Bell screamed and passed out from the pain, and the three others had to move the tombstone off his legs, the court heard.

Now, if you just read Brisbane’s version, you can gripe about how dumb the court system is since it has let this group get away with destruction of property. The Brisbane article only glosses over this tombstone story, because it’s more intent on providing a decent rundown of what all led up to the case against these people. Reading One India’s coverage, we’re led to think that God may have exacted some very specific revenge on one of the vandals.
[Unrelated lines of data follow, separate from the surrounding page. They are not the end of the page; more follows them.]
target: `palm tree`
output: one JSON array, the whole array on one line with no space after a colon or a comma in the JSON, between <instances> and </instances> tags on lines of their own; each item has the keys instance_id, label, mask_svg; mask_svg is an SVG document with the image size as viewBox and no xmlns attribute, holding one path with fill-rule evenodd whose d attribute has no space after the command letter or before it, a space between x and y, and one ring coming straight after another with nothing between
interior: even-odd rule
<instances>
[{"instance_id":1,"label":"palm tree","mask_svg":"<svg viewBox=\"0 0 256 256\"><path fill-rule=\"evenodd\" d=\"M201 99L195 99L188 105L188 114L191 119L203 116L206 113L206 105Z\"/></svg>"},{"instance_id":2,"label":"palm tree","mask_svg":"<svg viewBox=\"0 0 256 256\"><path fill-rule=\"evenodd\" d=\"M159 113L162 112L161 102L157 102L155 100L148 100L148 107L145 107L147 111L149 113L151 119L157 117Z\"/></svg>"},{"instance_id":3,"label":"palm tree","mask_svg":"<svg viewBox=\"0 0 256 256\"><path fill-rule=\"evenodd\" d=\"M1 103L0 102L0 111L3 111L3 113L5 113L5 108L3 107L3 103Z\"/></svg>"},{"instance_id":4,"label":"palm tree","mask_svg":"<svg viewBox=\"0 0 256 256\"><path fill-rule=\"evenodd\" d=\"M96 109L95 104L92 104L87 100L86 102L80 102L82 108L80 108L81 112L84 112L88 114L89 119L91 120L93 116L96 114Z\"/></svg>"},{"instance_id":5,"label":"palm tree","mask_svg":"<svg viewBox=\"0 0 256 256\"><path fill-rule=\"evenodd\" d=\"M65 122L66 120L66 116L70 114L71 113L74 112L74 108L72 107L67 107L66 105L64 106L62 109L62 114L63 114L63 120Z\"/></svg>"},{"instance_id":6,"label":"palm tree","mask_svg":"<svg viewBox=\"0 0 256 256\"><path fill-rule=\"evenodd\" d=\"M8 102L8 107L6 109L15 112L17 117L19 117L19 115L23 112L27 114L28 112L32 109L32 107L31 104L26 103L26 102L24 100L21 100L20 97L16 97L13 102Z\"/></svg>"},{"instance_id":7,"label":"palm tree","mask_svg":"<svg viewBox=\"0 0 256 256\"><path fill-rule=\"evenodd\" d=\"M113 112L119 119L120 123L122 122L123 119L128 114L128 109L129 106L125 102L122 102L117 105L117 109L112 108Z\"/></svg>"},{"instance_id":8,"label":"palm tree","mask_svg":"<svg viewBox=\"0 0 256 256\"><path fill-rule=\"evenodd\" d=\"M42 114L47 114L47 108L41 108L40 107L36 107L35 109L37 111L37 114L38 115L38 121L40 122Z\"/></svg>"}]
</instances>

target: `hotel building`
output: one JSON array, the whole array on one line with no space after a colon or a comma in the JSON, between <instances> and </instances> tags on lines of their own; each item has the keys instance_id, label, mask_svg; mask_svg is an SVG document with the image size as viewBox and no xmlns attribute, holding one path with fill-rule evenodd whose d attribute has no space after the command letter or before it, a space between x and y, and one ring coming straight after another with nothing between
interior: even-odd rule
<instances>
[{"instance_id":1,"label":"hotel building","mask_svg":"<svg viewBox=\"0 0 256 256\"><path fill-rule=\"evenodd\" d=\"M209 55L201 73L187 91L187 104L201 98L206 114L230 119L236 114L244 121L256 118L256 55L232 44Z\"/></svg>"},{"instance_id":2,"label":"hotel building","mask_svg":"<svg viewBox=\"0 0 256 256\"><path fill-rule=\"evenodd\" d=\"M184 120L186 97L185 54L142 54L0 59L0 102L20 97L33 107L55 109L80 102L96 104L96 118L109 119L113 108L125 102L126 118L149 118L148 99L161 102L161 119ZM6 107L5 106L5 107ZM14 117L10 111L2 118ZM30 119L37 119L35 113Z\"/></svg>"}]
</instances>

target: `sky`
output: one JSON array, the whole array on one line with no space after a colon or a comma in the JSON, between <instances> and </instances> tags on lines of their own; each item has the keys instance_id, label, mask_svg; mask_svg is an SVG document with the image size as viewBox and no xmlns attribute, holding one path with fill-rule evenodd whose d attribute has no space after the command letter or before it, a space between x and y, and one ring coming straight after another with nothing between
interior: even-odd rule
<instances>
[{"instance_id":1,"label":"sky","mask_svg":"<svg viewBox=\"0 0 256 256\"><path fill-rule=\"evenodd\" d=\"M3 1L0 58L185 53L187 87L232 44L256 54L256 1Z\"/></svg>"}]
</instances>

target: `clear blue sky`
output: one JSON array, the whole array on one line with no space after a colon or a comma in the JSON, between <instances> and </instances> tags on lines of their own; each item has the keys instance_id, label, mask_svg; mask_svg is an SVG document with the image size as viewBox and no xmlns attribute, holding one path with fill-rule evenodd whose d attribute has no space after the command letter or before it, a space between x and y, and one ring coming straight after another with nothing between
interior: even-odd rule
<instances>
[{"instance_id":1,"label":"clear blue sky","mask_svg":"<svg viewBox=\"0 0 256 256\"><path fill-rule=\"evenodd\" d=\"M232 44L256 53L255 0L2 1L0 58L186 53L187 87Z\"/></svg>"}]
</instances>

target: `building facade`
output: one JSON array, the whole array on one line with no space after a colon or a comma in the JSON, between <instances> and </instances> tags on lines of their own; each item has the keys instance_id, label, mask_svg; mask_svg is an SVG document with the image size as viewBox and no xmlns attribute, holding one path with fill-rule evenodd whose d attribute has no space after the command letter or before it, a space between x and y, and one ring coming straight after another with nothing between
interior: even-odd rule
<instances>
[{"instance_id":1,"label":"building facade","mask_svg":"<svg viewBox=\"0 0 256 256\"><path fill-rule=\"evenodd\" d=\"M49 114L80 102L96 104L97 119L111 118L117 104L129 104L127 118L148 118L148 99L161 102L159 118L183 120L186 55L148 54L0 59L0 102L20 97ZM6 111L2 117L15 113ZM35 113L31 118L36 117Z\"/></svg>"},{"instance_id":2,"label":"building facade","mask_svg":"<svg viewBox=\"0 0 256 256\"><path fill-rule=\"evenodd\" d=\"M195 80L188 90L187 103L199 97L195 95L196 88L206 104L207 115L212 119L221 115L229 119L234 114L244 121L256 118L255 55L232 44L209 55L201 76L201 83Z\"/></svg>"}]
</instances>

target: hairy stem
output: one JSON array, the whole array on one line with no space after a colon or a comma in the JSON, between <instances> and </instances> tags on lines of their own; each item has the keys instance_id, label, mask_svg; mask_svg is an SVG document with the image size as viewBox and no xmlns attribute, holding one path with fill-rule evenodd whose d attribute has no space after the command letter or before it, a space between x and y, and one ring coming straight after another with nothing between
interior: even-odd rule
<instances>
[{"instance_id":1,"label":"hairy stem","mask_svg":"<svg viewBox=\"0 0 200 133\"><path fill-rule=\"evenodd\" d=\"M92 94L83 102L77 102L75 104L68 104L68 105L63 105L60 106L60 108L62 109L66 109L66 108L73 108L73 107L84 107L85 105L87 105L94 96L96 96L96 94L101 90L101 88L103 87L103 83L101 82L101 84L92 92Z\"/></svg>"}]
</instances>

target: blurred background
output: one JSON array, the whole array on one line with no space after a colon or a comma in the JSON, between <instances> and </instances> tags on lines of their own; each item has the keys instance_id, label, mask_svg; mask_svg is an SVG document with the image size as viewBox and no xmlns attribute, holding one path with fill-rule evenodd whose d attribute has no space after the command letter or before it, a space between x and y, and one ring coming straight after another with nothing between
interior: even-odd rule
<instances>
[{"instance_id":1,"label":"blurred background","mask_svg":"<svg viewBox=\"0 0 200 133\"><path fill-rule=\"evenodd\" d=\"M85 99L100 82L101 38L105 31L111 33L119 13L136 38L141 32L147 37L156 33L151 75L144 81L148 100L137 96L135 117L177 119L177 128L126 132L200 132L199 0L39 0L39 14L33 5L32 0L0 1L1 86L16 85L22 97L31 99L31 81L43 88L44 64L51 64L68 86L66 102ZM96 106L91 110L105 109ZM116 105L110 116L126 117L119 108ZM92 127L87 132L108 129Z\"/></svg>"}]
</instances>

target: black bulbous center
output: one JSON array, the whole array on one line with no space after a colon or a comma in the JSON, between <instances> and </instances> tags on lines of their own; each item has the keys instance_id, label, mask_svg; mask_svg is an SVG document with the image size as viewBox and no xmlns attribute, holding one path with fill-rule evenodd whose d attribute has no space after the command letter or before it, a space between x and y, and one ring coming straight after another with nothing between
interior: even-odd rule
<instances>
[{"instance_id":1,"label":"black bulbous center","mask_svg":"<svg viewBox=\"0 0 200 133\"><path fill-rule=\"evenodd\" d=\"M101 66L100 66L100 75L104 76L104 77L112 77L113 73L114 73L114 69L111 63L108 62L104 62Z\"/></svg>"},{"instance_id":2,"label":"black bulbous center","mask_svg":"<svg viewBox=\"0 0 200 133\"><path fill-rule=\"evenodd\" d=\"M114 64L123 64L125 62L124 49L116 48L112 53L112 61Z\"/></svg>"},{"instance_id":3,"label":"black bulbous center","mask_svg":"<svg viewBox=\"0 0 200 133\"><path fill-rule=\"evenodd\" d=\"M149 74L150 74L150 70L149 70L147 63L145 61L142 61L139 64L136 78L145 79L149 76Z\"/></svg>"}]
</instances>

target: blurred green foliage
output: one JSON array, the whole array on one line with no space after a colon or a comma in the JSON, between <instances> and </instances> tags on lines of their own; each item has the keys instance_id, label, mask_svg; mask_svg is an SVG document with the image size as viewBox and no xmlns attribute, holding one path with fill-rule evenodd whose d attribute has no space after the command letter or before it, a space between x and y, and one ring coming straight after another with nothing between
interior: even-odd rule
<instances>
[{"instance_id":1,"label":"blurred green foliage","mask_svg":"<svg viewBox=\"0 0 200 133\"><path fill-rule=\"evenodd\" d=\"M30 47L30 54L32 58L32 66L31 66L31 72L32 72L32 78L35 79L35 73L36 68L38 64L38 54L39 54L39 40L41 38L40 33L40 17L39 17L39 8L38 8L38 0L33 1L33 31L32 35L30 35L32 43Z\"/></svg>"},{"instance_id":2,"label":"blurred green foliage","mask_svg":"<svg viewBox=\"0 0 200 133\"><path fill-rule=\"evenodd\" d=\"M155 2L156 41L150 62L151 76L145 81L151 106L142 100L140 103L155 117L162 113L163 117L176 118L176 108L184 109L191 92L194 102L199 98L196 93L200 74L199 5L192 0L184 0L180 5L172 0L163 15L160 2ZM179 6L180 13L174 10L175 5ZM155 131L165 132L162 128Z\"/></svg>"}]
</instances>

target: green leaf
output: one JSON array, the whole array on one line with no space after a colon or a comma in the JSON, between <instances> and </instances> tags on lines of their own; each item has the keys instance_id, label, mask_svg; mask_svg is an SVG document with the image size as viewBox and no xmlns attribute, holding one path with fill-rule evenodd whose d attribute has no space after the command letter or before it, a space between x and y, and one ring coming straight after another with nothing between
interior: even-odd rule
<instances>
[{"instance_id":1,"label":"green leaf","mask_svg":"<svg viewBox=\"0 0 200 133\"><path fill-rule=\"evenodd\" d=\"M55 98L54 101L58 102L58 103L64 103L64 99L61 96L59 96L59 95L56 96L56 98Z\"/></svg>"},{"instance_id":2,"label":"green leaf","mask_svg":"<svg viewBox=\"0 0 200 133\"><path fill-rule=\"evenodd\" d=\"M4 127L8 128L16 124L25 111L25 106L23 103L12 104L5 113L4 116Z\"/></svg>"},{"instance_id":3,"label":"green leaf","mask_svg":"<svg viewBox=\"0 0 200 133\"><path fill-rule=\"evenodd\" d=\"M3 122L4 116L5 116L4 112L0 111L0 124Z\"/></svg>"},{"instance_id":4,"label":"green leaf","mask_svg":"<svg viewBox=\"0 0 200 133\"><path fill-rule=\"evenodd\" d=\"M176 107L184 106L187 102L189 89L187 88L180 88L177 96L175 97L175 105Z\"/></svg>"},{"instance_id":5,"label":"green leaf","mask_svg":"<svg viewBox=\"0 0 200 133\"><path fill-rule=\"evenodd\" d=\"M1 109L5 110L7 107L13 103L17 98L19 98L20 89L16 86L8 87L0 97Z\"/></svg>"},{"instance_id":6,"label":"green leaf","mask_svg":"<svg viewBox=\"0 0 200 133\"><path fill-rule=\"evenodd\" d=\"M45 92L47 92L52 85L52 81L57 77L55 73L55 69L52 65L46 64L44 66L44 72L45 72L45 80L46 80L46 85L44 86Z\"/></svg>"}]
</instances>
Is that true? Pretty damned unlikely. I’d believe Wilson’s ghost did it first.

The only value of the Jesus tombstone story is to explain how Bell’s leg got injured, which is what helped police pick him as a suspect. Well, that and the gravestone chunk he took home with him. He wound up pleading guilty to possessing “tainted property” because of it.

To sum up, I think the need to generate clicks on a story means writers or editors or whoever’s in charge of that stuff have to take the sensational angle more often than not. But you don’t get well rounded stories that way. And maybe they don’t care; they just want the clicks. Why worry about what a gullible audience will take from it? Caveat emtor and all that. Are journalists like this at all liable for leading their readers to goofy conclusions? Judging by what else I’ve read in the past, I guess not.